Он был очень старым, этот продавец снов. Никто в городе уже не помнил, когда он появился. В то, что он продает настоящие сны никто уже и не верил.
- Как же можно продать сон? Это же вам не авторучка, не килограмм картошки и даже не велосипед, в конце концов! - ворчали старики.
А продавец улыбаясь в густые усы распахивал двери магазина каждое утро, садился на трехногий табурет и начинал выстругивать что-нибудь из какой-нибудь дощечки.
Первыми прибегали мальчишки, из средних классов, к полудню, когда в школе большая перемена, а если выходные, то и раньше.
- Дядь, а дядь - а дай сон пощупать, может он у тебя бракованный. - они много шумели, и никогда ничего не покупали. Но Продавец любил именно их больше всего, и даже иногда давал какой-нибудь сон из залежалых просто так. Детям приятно, думал он, улыбаясь в усы.
Иногда заходил дворник - тогда Продавец вытаскивал из пыльного угла шахматы и они пили чай. Играли они оба плохо, но так сосредоточенно, что обоим нравилось. Еще они пили чай, иногда с медом, иногда с вареньем. Варенье варила бабушка дворника, она добавляла в него фальшивую радость воскресного утра и искреннюю встречи друзей, от этого вкус был терпким и жгло небо. Смотреть как дворник с продавцом играют в шахматы обычно приходил газетчик с угла. Он здоровался кивком, доставал из дальнего угла стул и долго смотрел на доску. Когда заканчивалась последняя партия он вынимал из дипломата большой кусок халвы и троица молча пила чай с халвой, потом все расходились, а Продавец, покуривая трубку, усаживался на пороге магазина. Мимо ходят люди, кто-нибудь да должен заходить, думал он.

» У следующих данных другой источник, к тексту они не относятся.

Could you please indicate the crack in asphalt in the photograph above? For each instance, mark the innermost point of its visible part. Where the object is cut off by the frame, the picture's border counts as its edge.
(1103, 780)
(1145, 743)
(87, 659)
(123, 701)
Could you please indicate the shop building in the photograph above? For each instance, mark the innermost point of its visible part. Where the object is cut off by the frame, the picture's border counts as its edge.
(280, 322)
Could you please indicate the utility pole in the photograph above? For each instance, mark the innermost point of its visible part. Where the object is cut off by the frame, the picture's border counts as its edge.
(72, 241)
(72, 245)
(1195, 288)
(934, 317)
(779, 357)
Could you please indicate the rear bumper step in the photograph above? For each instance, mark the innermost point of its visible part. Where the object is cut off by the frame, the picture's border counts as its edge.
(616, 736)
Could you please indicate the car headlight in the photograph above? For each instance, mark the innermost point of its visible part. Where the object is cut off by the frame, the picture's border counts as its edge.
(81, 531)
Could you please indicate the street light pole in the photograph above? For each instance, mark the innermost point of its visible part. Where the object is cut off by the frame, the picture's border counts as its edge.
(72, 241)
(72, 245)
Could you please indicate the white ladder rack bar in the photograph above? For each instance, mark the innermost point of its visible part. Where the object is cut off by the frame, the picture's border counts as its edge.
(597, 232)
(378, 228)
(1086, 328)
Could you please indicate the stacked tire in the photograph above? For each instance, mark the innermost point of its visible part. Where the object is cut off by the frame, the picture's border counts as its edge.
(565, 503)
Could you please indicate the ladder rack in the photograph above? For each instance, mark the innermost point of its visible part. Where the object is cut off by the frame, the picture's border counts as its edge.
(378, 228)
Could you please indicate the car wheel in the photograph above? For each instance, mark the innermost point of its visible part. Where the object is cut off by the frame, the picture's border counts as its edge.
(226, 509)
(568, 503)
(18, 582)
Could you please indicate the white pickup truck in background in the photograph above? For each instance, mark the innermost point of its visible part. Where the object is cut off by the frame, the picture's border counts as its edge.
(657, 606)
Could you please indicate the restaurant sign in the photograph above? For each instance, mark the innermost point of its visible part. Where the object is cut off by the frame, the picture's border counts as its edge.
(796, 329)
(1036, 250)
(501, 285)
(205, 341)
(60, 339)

Почти кажду среду заявлялась парочка - эти долго хихикали над разноцветными обложками. Потом выбирали одну и расплачивались, держась за новенькие купюры четырьмя пальцами, в две руки. Их будто что-то слепило вместе, думал Продавец, хотя не думаю что это им особенно нравится, им вообще ничего не нравится, просто они пока это не знают. Он заворачивал сон в мягкую шуршащую бумагу с отпечатанными звездами, открывал кассу, которая звонко вздрагивала, как колокольчик, опускал бумажку внутрь пластикового лотка и бережно передавал сон в четыре нетерпеливые руки. Потом пара уходила. Быстро, как люди, которые ценят процесс покупки больше чем саму вещь.
От них Продавцу всегда становилось тоскливо - он затаскивал табурет в центр магазина и долго вкручивал новые лампочки взамен старых. Потом он заворачивал старые в салфетки и относил на помойку. Там он складывал лампочки горкой, закуривал трубку и медленным шагом уходил назад в магазин.
Там он протирал сны и уже тогда снова садился за порог.
Иногда заходил тот студент - Продавец не знал его имени. Он всегда мялся и долго рассматривал витрины, делая вид будто просто зашел от нечего делать. Для него Продавец вытаскивал из-под прилавка припасенный обычно за неделю сон. Эти сны были очень красивыми - с перламутровыми пуговицами и серыми хлястиками, иногда они переливались, иногда антрацивото подмигивали и укутывали темнотой.
Потом со студентом можно было поговорить - об искусстве или о политике. Разговор все равно получался чересчур путанным и интересным, чтобы понять о чем идет речь. Домой студент уходил уже к закрытию магазина, в такие дни Продавец переворачивал картонную табличку, с одной стороны которой было написано "Закрыто", а с другой - "Открыто", с особым сожалением. Тогда приходилось напоминать себе, что будет следующая неделя. Ключ проворачивался в замке.
Домой Продавец шел обычно вдоль набережной, одинокие стволы каштанов тыкались в небо, повторяю рисунком аллею фонарных столбов. Продавец пинал ногами каштаны, луна наблюдала за этим, кисло кривясь в глади воды.
Где-то там спали самые счастливые люди, которым удалось купить самый красивый сон. Это было хорошо, и об этом приятно было думать шагая вдоль набережной, заходя в подъезд и отпирая дверь.
Продавец умывался холодной водой и разбирал кровать. И уже засыпая, проваливаясь в какую-то серую муть, без снов, он улыбался и кутался в теплое одеяло.